The cohorts in the present study demonstrated lower readmission rates when compared to the spine literature. A recent meta-analysis looking at 30-day readmission rates of spine surgeries found that single institutions reported the highest 30-day readmission rate at 6.6%, while multicenter studies reported the lowest at 4.7%.26 Overall rates ranged between 4.2% and 7.4%.26 Baaj et al.27 reported a 24.8% 90-day readmission rate for patients who underwent lumbar spinal fusion using the same data source (SPARCS) between 2005 and 2014. The discrepancies between these findings may be attributed to the stringent exclusion criteria for the patient cohort, strictly excluding patients with poly-substance use disorder patients and those with a variety of systemic comorbidities.

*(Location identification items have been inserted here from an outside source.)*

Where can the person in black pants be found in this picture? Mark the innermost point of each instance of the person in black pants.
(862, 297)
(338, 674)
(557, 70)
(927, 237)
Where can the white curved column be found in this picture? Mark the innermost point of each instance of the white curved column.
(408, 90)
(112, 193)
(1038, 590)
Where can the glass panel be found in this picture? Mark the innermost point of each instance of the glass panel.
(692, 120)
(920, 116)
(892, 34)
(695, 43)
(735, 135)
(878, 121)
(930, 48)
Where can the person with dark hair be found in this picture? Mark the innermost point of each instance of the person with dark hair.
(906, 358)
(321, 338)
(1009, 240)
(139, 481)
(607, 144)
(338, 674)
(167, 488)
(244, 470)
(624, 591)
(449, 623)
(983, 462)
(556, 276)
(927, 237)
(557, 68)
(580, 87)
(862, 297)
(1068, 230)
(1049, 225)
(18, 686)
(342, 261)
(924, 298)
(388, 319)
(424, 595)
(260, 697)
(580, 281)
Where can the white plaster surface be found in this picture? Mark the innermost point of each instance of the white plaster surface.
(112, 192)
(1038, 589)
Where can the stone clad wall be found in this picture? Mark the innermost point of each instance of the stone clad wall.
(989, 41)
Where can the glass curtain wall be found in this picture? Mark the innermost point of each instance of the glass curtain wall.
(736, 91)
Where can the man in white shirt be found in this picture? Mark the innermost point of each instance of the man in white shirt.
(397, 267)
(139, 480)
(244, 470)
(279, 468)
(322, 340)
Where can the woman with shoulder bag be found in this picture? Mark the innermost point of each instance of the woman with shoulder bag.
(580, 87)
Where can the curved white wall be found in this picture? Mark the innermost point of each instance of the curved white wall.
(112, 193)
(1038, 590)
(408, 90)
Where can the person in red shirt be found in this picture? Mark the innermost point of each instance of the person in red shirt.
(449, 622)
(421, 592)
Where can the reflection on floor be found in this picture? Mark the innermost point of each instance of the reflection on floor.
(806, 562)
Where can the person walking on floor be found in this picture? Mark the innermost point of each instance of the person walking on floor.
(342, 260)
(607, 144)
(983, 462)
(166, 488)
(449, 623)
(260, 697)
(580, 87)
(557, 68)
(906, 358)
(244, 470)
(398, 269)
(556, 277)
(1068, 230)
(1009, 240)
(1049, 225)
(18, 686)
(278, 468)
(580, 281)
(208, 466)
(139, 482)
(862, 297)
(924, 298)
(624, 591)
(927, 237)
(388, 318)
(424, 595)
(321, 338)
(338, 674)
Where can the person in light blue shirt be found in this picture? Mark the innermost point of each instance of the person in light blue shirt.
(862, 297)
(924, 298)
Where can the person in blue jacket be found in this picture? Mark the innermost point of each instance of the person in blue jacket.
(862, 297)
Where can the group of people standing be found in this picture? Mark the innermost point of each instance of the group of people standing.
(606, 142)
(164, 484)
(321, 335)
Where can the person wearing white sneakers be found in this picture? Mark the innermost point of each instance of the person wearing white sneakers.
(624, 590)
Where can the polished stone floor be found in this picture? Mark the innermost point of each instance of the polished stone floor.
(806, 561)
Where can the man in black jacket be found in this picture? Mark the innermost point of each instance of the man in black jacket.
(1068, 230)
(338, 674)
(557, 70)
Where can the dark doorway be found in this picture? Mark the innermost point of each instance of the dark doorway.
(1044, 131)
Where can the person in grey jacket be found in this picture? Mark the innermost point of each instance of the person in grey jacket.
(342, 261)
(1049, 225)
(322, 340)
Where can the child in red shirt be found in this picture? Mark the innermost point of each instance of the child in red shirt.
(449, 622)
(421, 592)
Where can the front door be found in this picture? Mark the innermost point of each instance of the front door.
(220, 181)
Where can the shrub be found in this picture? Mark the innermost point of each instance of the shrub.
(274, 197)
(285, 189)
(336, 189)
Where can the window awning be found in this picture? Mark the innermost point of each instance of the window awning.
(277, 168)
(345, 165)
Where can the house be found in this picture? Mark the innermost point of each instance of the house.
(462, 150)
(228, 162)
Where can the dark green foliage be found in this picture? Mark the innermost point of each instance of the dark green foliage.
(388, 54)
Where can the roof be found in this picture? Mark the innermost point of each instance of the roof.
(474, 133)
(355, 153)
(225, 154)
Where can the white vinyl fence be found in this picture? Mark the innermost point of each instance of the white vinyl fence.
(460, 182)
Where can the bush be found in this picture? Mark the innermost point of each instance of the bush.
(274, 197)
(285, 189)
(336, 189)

This study was not without limitations. As a retrospective review of a single statewide database, there is information associated with cannabis use that is not present in the database. For example, the purpose of cannabis use (medical versus recreational), cumulative exposure, and administration routes (inhalation, vaporization, ingestion, etc.) all could contribute to outcomes.7 Ultimately, such parameters would have allowed a more comprehensive assessment of isolated baseline cannabis use and further characterization of respective TLF patients. With the onset of the ICD-10-CM coding system giving providers broader diagnoses of cannabis use disorders, patients may be better stratified in future studies. Given the legal status of cannabis at the time this data was recorded, cannabis use was likely underreported and the percentage of users was likely higher than reported in this study. As such, the full spectrum of users may not entirely be represented by the study sample herein. The sample size (n=352 per cohort) stemmed in part from the exclusion of patients with any other documented drug use. Tobacco users were not part of the exclusion criteria, as this would have eliminated a large proportion of patients, and was instead controlled for in the propensity score-matching.

Conclusion

Compared to patients with ASD who underwent TLF without baseline cannabis use, patients with isolated baseline cannabis use were found to have no increase in odds of incurring 90-day surgical complications or readmissions or revisions two years postoperatively, though reduced odds of experiencing 90-day medical complications were observed. Future prospective, randomized-controlled studies could help further characterize the impact of isolated cannabis use on the postoperative course of surgical patients undergoing complex procedures such as thoracolumbar fusion for adult spinal deformity.